Angreifer können diese Schwäche durch Methoden wie „Kerberoasting“ ausnutzen. Wenn ein Angreifer ein RC4-verschlüsseltes Ticket abfängt, kann er dieses offline extrem schnell knacken („Brute Force“), um an das Passwort des Dienstkontos oder des Benutzers zu gelangen. Microsoft betont in seiner Ankündigung vom Dezember 2025, dass die Entfernung von RC4 nicht mehr optional, sondern essenziell für die Integrität des Active Directory ist.

Der Zeitplan: Sommer 2026

Laut offiziellen Quellen von Microsoft wird die Unterstützung für RC4 in Kerberos-Authentifizierungen mit den Updates im Sommer 2026 standardmäßig deaktiviert und die Nutzung technisch unterbunden. Das bedeutet, dass Systeme, die bis dahin nicht auf AES umgestellt wurden, keine Authentifizierung mehr durchführen können. Dies betrifft:

  • Anmeldungen von Benutzern an Computern.
  • Zugriffe auf Dateiserver und Drucker.
  • Authentifizierungen von Webservern und Datenbanken.
  • Legacy-Applikationen, die fest auf RC4 kodiert sind.
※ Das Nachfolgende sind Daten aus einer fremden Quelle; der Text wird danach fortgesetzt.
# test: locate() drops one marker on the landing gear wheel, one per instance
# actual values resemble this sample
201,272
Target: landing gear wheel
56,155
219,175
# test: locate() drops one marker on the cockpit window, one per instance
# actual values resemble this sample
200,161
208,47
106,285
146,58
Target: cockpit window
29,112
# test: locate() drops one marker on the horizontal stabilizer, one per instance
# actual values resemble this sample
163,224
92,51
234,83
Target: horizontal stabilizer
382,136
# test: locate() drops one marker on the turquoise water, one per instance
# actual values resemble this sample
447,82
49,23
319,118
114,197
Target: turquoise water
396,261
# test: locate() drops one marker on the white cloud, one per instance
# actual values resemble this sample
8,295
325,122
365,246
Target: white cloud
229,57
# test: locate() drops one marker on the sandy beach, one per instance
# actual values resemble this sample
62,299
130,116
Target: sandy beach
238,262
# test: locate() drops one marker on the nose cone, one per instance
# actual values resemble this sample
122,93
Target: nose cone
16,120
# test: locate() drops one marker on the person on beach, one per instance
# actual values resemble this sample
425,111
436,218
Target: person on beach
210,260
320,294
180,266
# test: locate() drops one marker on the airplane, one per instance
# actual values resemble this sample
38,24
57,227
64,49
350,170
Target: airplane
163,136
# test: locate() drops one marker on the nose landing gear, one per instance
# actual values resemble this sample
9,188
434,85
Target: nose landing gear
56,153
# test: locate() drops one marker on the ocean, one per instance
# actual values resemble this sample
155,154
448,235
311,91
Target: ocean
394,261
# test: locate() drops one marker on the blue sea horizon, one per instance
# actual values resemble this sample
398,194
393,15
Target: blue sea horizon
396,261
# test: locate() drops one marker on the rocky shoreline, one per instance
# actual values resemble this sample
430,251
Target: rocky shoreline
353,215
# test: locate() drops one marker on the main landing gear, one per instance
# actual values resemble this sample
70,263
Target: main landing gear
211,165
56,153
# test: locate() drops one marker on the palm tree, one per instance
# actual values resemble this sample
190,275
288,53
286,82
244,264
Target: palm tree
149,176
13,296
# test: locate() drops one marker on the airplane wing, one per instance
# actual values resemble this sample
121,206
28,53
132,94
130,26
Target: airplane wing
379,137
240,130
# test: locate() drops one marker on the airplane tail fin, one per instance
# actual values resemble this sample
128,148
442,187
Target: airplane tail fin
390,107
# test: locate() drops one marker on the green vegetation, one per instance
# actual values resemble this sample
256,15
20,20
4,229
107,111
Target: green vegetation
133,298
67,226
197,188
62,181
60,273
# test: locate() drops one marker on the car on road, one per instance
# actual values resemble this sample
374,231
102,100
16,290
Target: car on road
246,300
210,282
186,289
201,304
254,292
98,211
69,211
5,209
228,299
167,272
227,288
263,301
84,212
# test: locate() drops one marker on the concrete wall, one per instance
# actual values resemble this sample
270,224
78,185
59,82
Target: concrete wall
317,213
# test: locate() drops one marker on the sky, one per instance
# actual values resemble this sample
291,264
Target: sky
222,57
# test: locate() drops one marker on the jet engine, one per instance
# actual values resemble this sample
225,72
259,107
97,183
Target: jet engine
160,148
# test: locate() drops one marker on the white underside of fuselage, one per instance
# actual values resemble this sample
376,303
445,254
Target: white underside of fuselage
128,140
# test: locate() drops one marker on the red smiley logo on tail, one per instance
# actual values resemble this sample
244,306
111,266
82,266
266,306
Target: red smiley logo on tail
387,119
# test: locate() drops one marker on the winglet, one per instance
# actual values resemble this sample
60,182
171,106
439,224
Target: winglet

Zwingende Voraussetzungen für die AES-Migration

Bevor Sie technische Maßnahmen ergreifen, müssen Sie sicherstellen, dass Ihre Infrastruktur bereit für den Wechsel von Kerberos RC4 zu AES (Advanced Encryption Standard) ist. AES ist der heutige Goldstandard für Kerberos-Verschlüsselung in Windows.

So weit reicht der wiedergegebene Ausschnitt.